Ouattara, a bookish 68-year-old, said through a spokesman that he has no contact with the armed force. Those close to him say this is because Ouattara does not want to be perceived as trying to take the country by force when he won the election. Both the country's electoral commission and the United Nations, which certified the results, called him the winner of the November runoff.
For his part, Gbagbo has shown he is willing to use violence to stay in office.
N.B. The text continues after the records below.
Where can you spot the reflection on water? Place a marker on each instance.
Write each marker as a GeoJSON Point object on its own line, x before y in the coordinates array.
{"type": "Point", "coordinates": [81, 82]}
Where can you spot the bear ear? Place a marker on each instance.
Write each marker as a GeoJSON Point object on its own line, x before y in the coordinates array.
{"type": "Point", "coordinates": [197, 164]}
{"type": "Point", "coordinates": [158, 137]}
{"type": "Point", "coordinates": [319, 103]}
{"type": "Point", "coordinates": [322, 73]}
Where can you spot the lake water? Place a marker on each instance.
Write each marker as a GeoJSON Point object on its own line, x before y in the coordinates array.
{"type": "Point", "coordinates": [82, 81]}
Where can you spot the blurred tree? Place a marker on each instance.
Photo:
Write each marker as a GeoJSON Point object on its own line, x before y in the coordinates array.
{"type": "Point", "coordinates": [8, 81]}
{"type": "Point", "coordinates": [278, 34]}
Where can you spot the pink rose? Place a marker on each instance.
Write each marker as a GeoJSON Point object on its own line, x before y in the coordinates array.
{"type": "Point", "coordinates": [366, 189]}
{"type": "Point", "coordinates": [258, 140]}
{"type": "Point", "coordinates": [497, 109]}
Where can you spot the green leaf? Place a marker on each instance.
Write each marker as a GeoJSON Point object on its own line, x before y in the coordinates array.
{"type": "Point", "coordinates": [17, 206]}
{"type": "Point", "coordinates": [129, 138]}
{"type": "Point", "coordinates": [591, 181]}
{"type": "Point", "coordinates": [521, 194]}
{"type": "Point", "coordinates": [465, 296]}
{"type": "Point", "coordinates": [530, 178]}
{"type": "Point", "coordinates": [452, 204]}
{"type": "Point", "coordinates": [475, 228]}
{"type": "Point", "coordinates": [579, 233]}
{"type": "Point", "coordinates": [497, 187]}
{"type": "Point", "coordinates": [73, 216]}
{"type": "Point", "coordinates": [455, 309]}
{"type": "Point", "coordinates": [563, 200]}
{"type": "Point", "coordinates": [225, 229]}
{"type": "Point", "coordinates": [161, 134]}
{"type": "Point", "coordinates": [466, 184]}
At the end of February, his army began using tanks, machine guns, RPGs and mortars against civilians in Abobo, a district of 1.7 million people where PK-18 is located. At least 250,000 people have fled the district and close to 400 have been killed, according to the United Nations.
Ouattara's prime minister Guillaume Soro, the former leader of the New Forces rebels that attempted to overthrow Gbagbo in 2002, told the press in February that "the people of Ivory Coast need to do their own revolution" to "chase Gbagbo out." Soon after, a convoy of military vehicles was ambushed in PK-18.
The pavement where the armored personnel carrier was set on fire is stained black. The charred hull of one police truck is now being used to mark a checkpoint. The men guarding it carry Kalashnikovs.
Most believe Ouattara tacitly condones the armed group and analysts point to him selecting Soro, the former rebel leader, as his prime minister. Many of the boys manning checkpoints in PK-18 acknowledge being FN, referring to Force Nouvelle, the group's French name.
Soro has said he does not believe diplomacy will work, including the most recent attempt by the African Union. The AU on Thursday said Gbagbo must yield power and the country's highest court must swear in Ouattara. On Sunday, Gbagbo's senior adviser Pascal Affi N'Guessan called that stance "unacceptable."
Gilles Olakounle Yabi of the International Crisis Group says the standoff has escalated into a much more dangerous conflict.
"We're not yet in a widespread civil war — but this situation is starting to look a lot like it," he said.
Whereas for the first three months, the violations were largely on Gbagbo's side, the country is now entering a muddier space where Ouattara could quickly lose the moral high ground.
Among the FN commanders rumored to be in PK-18 are men accused of grave abuses during Ivory Coast's 2002-2003 civil war.
Associated Press writer Marco Chown Oved contributed to this report.